I have dinner in a small restaurant near the University. This gives me the chance to watch, even if from the outside, a Chinese University. I am impressed by the beauty and modernity of the buildings, most of which are made from steel and glass. Through the glass I can see the bustling activity still going on, at 9:30 PM: rooms are crowded with professors and students as lessons are under way. I guess those students work during the day and go to University at night. Well, hat off!! It's so difficult to work and study at the same time.
While I return to downtown on foot I hear noises coming from above my head. I raise my eyes and I see, high in the sky, lights cast on the frames of under-construction skyscrapers. "Hung" to those frames are several workers who are building the New China - under the rain, late in the evening, a hundred metres high above street level. I therefore realize that, in a short time interval, I have been experiencing two examples of the great willingness to grow and improve of nowadays China.

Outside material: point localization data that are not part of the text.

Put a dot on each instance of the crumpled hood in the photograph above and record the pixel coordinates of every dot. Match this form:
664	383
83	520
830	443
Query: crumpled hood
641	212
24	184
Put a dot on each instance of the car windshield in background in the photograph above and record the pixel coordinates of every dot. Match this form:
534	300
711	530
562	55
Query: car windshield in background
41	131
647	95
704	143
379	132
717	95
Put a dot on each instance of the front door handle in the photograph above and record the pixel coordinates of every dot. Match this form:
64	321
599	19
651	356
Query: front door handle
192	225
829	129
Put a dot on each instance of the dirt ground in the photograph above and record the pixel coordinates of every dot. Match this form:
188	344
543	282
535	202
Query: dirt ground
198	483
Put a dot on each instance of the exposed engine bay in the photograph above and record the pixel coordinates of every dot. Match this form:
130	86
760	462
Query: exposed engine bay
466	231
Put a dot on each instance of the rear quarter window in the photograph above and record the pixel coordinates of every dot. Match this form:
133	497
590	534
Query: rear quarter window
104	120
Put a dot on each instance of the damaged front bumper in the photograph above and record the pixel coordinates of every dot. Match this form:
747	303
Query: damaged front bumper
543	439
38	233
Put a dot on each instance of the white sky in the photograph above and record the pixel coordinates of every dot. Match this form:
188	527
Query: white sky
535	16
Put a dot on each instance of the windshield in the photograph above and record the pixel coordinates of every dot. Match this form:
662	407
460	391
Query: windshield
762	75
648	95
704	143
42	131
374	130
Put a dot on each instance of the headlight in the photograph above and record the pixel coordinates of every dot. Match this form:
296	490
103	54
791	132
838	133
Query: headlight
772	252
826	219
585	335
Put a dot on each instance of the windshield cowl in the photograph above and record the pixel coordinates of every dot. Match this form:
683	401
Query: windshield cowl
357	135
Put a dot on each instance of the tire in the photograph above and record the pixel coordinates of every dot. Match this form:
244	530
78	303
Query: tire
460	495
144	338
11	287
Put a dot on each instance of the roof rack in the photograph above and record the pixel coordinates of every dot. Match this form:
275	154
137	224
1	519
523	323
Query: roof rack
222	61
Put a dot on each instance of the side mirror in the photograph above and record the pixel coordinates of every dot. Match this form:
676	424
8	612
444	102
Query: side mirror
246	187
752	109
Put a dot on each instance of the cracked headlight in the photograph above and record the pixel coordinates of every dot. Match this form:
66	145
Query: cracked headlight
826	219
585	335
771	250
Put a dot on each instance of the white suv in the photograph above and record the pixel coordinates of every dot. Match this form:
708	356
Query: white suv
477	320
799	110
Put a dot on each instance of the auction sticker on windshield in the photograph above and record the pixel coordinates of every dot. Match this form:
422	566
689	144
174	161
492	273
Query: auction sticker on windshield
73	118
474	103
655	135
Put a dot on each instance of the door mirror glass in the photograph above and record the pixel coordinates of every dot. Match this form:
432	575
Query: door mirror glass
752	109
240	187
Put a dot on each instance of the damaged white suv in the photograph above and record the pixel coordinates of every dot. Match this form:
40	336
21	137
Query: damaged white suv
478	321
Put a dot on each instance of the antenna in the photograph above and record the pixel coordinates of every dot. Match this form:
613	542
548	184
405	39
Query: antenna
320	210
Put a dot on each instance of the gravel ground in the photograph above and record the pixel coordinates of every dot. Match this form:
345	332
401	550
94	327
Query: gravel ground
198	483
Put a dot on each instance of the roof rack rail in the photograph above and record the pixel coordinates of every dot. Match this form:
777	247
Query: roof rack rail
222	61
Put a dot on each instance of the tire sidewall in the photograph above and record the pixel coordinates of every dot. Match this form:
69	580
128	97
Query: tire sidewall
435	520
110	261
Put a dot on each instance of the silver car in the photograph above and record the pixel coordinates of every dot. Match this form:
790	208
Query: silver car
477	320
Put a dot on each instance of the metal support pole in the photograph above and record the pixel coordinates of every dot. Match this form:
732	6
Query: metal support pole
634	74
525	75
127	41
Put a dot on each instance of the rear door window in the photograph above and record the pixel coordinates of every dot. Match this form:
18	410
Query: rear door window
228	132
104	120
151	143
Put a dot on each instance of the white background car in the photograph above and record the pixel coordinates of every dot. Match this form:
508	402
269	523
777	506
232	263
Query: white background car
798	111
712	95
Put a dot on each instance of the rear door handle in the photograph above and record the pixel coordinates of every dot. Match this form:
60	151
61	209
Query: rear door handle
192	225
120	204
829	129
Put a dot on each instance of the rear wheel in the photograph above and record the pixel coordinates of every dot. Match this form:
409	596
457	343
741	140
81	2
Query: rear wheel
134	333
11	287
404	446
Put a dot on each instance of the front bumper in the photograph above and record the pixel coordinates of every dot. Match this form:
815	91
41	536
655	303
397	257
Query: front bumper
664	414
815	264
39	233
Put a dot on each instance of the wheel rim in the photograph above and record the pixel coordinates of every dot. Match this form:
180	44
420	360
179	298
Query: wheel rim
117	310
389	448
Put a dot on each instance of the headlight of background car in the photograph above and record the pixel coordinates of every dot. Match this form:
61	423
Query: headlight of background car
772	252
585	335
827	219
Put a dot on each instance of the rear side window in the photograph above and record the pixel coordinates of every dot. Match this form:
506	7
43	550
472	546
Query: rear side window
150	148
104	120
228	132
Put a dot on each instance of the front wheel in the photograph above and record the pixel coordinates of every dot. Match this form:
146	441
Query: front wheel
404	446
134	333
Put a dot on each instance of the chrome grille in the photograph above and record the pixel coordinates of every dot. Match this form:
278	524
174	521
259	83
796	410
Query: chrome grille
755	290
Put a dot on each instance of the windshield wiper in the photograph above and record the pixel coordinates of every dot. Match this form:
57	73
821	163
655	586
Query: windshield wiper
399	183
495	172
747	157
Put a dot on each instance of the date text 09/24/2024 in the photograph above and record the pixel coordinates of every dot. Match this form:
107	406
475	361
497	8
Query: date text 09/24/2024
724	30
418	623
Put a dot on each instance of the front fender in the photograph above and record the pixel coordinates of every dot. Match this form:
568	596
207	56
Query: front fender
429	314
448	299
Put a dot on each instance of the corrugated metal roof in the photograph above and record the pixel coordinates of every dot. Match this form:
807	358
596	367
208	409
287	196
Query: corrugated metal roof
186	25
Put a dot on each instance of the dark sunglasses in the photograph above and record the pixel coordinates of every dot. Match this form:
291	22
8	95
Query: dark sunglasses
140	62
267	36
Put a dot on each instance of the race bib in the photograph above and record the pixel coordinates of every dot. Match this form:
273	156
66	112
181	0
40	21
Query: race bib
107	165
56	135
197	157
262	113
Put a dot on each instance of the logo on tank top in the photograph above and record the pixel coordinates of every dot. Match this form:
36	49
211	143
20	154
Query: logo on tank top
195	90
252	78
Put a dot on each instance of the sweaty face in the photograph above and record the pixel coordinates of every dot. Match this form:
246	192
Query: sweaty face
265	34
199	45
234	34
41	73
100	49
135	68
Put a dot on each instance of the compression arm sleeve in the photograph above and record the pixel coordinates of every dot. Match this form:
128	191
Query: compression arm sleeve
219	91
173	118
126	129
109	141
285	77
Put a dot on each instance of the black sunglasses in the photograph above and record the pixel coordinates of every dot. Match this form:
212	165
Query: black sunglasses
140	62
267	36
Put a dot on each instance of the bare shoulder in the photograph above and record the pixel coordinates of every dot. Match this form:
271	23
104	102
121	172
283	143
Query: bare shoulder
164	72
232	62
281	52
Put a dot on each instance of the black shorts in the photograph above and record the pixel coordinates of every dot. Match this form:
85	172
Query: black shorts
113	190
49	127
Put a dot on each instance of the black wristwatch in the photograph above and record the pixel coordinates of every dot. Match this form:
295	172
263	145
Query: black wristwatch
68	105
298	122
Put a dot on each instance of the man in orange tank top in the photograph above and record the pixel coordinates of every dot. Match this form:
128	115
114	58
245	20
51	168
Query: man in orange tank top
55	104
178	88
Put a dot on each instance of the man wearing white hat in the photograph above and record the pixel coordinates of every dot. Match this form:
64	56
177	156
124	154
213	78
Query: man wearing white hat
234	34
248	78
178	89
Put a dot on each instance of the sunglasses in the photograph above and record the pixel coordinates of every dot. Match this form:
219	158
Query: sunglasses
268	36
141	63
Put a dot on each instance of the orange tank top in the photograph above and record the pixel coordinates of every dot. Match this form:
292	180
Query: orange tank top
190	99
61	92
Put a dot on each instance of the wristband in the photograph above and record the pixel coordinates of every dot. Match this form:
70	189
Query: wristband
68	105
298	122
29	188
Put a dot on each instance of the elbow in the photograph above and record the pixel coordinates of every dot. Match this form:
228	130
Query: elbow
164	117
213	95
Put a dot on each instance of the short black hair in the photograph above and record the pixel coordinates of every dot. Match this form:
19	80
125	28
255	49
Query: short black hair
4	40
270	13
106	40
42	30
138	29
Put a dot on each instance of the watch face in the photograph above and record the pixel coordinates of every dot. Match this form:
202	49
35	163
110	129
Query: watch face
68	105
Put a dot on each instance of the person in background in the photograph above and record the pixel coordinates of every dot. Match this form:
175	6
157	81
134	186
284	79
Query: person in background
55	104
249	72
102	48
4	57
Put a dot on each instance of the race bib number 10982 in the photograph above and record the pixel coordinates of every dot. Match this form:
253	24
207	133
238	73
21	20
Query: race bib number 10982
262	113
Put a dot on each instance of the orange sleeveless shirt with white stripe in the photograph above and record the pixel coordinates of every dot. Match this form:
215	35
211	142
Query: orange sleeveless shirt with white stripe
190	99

Next morning I set off to visit the Purple Mountain, which hosts several interesting places. It's raining cats and dogs: enormous drops pour thick and vertical: I have never seen anything like that before, and it will go on for the next 6 hours. On one side this explains the lush nature I have seen so far in China. On the other side, it makes my visit harder, but I go nonetheless. It takes one and a half hours to cross the town South to North by bus amidst a heavy traffic further worsened by the bad weather. Once at the train station, I need to figure out which other bus I need to take to get to the Purple Mountain. I get soaked while I ask for directions to the bus company employees. At last I understand that I have to cross the road and wait on the other side. The bus shelter is no more than 30 cm wide, so I get even more soaked. As if this were not enough, buses and cars raise water from the enormous puddles in the street. While I curse Nanjing and I am on the verge of giving up, the bus finally comes and I get on. When the Purple Mountain is in sight I show the map to the bus driver and I show him where I'd like to go. He stops and shows me a pedestrian alley going up the mountain. Cool: I was looking for the bus going on top of the mountain, not one flanking it. I get off and I shelter under a sort of arcade some 20 metres from the road where some labourers are carrying doors from one room to another. I need to catch a taxi to the top of the mountain, but it's hard to do that being 20 metres away from the road. There is a traffic light nearby, so whenever a taxi stops there I run to it to check whether it is free - catching my fair amount of water in the meantime; if it is not free, I go back to my shelter. This happens over and over again because all the taxis have a passenger. Meanwhile the busy labourers look at me as if they are thinking: "Since you are doing nothing, what about helping us?".

I find a free taxi at last and I go to the hilltop. I opt for the Sun Yat Sen Mausoleum. A Mausoleum conveys the idea of a sheltered space, suitable for such a heavy rain. I am unlucky though: the Mausoleum itself is sheltered indeed, but it is a relatively small tomb. To get there from the entrance, you have to walk for almost one kilometre:

On my way back to the train station I take the wrong bus. The driver drops me off in the middle of nowhere and says to me to wait for the right one. Here there is no bus shelter at all (which makes me think that the 30 cm-wide one was not that bad, after all), so I wait under a tree. The bus arrives just when the water has reached each and every square inch of my body.

I leave Nanjing with mixed feelings: I have caught a glimpse of this beautiful town but, because of the terrible weather, I haven't had the chance to do much. This is the beautiful train station:

In the evening, on the train to Taishan, I call home.

- Carlo, we heard that in the Shanghai area there is a large typhoon with heavy heavy rains, are you aware of that?
- No, I was not aware of that. But I can confirm that the news is fairly accurate.

  1. ^For completeness sake, it should be mentioned that other topics are censored: Tibet Independence, Police Behavior and others
  2. ^I don't understand the Chinese, but I can tell, from sound and tone, whether a message is repeated over and over.